Dependendo da fragilidade subjetiva, a situação poderia fazer marca e se tornar uma catástrofe psicológica na vida da criança ou apenas fazer parte do anedotário das situações familiares, coisa a ser recontada com ares de graça em fases bem posteriores da existência.
Nesses tempos mais recentes, entre tantas coisas inconcebíveis, surgiu um tipo de esquecimento até então impensável. Crianças bem pequenas, na maioria das vezes bebês, morrem por serem esquecidas dentro do carro. O espanto indignado dos primeiros casos levou a que fossem tratados como suspeitos de filicídio.
A repetição fez deixar claro que este tipo de tragédia não era gerado por um desejo inconsciente de matar, mas por uma falha, um cruel lapso de memória. O roteiro dos casos relatados traz um dado unânime: a mudança de rotina fez com que fosse esquecida a passagem e o desembarque da criança na escolinha.
O ato de levar os filhos para a escola ou para a creche é algo tão automático quanto o escovar os dentes, feito sem cerimônias ou mesmo qualquer forma comunicação. É quase uma entrega, feita às pressas, com o carro mal estacionado, às vezes até no meio da rua. Enquanto a criança vai sendo despejada, o pensamento continua conectado com os quefazeres do cotidiano. Na memória, esse tipo de tarefa repetida diariamente fica arquivado entre atos automáticos, aos quais não se precisa dedicar atenção por ser feito “naturalmente”.

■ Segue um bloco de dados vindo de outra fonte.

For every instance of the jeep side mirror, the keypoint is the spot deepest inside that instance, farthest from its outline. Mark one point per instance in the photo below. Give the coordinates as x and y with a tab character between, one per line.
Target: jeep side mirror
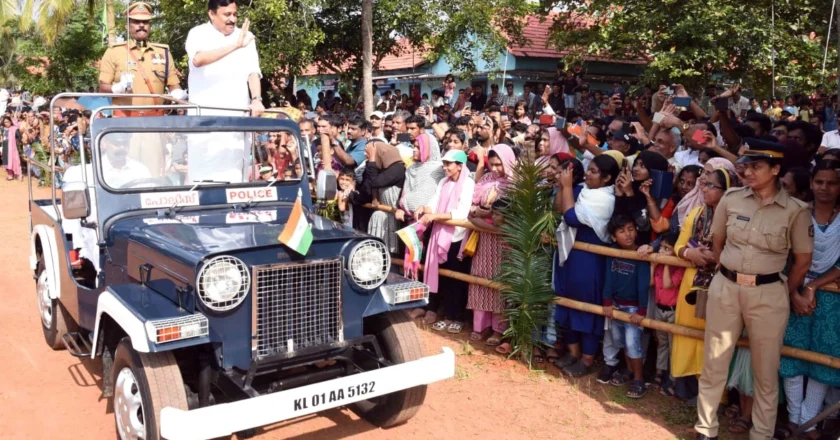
75	201
326	185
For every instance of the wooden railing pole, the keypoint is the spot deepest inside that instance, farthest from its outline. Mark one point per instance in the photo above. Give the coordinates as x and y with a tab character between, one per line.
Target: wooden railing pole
674	329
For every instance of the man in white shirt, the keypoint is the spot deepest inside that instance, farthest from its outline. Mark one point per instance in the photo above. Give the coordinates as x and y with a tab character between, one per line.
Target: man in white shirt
224	68
224	65
831	139
117	168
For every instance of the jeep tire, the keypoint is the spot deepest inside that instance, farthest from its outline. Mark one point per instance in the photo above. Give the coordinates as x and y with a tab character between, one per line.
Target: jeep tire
398	337
144	384
59	320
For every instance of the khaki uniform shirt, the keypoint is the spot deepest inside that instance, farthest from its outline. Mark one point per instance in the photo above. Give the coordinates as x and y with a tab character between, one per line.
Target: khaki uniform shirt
759	238
154	65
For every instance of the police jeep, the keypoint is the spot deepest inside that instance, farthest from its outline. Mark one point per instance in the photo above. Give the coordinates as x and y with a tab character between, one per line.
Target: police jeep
160	258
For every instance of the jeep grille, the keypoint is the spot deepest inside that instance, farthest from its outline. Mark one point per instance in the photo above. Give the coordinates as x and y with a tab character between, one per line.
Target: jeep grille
297	306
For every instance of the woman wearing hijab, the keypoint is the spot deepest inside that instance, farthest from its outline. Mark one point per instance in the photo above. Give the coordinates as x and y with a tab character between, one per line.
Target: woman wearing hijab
694	198
586	211
452	201
384	175
687	353
632	194
486	303
550	142
383	170
11	137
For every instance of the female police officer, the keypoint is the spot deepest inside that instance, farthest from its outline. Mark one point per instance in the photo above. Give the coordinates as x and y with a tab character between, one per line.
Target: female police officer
754	229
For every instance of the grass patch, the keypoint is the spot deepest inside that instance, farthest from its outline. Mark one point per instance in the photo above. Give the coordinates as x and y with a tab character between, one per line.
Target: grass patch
461	373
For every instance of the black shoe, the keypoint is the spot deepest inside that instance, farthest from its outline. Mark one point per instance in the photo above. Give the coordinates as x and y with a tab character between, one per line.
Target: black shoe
606	374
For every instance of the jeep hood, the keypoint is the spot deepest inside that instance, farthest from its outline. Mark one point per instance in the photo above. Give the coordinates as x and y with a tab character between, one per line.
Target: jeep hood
190	237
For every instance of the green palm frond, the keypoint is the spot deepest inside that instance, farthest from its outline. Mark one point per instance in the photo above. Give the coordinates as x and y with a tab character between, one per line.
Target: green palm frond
527	263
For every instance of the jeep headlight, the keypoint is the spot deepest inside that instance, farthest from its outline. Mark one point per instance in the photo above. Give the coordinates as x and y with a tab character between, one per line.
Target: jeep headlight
223	283
369	264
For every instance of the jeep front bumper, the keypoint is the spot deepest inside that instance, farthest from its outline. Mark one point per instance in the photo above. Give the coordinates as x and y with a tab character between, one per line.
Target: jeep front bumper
226	419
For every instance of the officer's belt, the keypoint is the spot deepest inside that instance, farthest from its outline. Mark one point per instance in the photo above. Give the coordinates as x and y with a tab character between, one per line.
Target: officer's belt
750	280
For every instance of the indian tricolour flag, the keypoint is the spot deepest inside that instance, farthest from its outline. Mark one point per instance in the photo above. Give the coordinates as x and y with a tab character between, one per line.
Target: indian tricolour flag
297	234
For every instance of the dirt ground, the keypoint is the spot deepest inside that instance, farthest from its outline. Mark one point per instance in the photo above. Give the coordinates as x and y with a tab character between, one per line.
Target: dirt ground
47	394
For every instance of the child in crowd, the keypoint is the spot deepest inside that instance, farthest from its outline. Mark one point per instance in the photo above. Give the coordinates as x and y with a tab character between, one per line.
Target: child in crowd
626	289
666	283
347	184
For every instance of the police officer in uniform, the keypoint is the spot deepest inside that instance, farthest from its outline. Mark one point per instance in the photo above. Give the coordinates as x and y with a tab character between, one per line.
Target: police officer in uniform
138	66
754	230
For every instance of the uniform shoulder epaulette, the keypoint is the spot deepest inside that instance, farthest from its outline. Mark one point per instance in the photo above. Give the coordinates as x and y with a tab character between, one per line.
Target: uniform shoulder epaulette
798	202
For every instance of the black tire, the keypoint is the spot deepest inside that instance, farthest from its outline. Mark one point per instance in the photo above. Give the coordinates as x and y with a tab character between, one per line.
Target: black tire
61	322
400	343
159	383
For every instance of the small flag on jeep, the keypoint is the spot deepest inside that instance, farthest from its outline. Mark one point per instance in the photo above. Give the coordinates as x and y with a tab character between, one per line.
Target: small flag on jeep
297	234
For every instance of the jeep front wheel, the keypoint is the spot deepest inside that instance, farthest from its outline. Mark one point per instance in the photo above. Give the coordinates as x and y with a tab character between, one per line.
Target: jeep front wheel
55	321
397	335
144	384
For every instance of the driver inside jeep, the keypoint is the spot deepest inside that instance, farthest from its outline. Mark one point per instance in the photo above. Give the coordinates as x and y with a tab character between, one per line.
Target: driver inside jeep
117	168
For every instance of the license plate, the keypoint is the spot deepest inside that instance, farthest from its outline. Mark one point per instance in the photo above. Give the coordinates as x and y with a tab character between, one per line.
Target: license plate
745	280
334	396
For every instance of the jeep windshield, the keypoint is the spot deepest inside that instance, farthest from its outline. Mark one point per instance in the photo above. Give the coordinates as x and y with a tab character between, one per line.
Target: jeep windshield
180	159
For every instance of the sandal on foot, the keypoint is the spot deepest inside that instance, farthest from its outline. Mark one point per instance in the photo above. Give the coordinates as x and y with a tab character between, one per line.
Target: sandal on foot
668	391
578	369
494	340
538	355
504	348
658	380
566	360
739	426
621	378
637	389
732	411
440	326
479	336
455	327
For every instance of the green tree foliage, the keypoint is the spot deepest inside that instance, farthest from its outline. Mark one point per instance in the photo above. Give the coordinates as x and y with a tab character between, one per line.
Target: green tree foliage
526	266
67	64
692	41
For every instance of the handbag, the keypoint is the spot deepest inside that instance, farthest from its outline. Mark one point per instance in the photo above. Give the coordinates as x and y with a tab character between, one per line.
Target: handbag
565	236
471	244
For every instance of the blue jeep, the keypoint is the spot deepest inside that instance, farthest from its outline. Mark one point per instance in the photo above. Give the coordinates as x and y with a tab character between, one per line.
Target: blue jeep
159	255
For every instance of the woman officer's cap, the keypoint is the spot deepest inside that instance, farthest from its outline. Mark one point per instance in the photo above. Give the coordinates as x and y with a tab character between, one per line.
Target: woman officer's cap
758	149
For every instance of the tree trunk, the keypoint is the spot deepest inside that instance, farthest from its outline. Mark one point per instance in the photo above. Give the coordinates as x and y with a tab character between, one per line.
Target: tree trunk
837	21
367	56
111	22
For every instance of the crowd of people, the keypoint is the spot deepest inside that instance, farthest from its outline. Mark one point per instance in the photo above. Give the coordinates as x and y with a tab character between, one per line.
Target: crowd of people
748	198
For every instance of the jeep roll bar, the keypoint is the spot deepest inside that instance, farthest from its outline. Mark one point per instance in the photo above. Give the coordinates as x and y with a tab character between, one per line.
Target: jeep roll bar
178	104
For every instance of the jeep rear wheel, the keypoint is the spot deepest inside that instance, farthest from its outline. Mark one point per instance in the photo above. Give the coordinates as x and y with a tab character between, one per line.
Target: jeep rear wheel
55	321
400	343
144	384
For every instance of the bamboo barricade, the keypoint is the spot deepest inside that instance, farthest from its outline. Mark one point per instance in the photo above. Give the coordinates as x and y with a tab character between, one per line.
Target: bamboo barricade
792	352
591	248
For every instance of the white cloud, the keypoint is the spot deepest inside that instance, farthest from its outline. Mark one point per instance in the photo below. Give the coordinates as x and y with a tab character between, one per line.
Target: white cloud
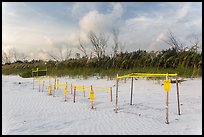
35	33
99	22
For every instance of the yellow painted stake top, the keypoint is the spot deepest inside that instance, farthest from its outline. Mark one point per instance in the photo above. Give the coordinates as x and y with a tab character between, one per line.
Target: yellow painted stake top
48	90
91	94
65	90
167	85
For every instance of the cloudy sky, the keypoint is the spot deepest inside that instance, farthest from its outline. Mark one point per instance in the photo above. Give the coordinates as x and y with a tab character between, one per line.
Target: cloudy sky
38	28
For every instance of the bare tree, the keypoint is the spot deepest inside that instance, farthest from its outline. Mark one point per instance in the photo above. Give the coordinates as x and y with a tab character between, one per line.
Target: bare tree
81	47
195	43
99	43
115	47
56	58
68	54
174	42
6	57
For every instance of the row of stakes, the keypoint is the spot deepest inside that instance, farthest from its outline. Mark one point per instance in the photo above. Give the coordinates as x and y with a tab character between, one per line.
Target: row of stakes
79	88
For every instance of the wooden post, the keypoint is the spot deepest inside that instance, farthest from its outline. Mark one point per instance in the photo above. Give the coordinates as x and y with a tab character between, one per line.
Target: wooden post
111	99
33	79
179	113
33	83
43	85
167	96
84	91
65	93
39	82
116	101
74	93
91	99
57	84
167	121
131	91
71	89
54	88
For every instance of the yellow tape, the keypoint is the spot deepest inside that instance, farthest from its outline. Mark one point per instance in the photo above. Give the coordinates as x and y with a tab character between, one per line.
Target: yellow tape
43	78
61	85
65	90
167	85
91	95
48	90
145	75
102	88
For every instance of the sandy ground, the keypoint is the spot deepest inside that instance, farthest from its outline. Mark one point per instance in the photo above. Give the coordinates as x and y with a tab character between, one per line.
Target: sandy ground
28	111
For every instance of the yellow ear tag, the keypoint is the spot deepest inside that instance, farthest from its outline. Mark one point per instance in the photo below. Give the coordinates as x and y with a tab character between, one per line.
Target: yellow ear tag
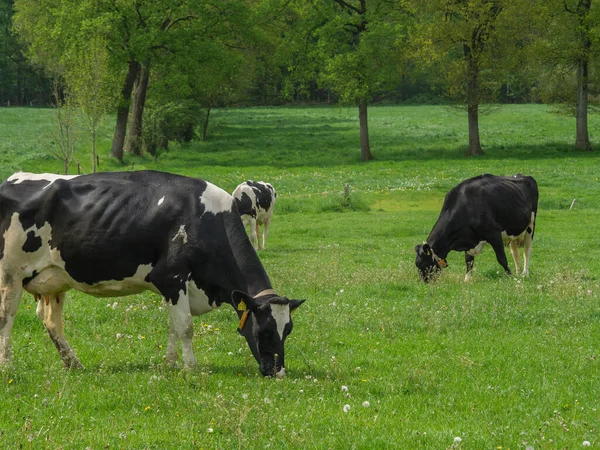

Aí reside o perigo – agora mais uma vez dramaticamente confirmado. As crianças que já caminham ou falam têm recursos de autodefesa para se desvencilharem, mas os pequenos são completamente reféns da atenção alheia.
As falhas da memória encontram na psicanálise explicações quase canônicas, associadas a motivações do imperativo inconsciente, senhor de todas as causas. Por esta leitura, sempre sobrarão suspeitas para nossos lapsos ou motivos submersos trazidos à tona pelas falhas de nossos atos.
O arquivo de nossas vivências é poderoso e complexo, mas por mecanismos neurofisiológicos ou por motivos inconscientes está sujeito a entrar em colapso diante das sobrecargas, das chuvas e tempestades que nos castigam.
A valiosa memória é capaz de nos trapacear, de bloquear conteúdos importantes, embaralhar lembranças, acrescentar elementos inexistentes (falsas memórias) ou sofrer breves panes. Pequenas falhas, mínimos esquecimentos, podem acabar tendo grande efeito e até resultar em tragédias. Precisamos assumir que a memória não é 100% confiável, como gostaríamos que fosse.
Saber disto talvez ajude a ter maior tolerância com os esquecimentos cotidianos mais banais – que não precisam ser tão dramatizados - e ter um redobrado zelo diante de situações que insistentemente têm se revelado gravemente perigosas, tragicamente fatais.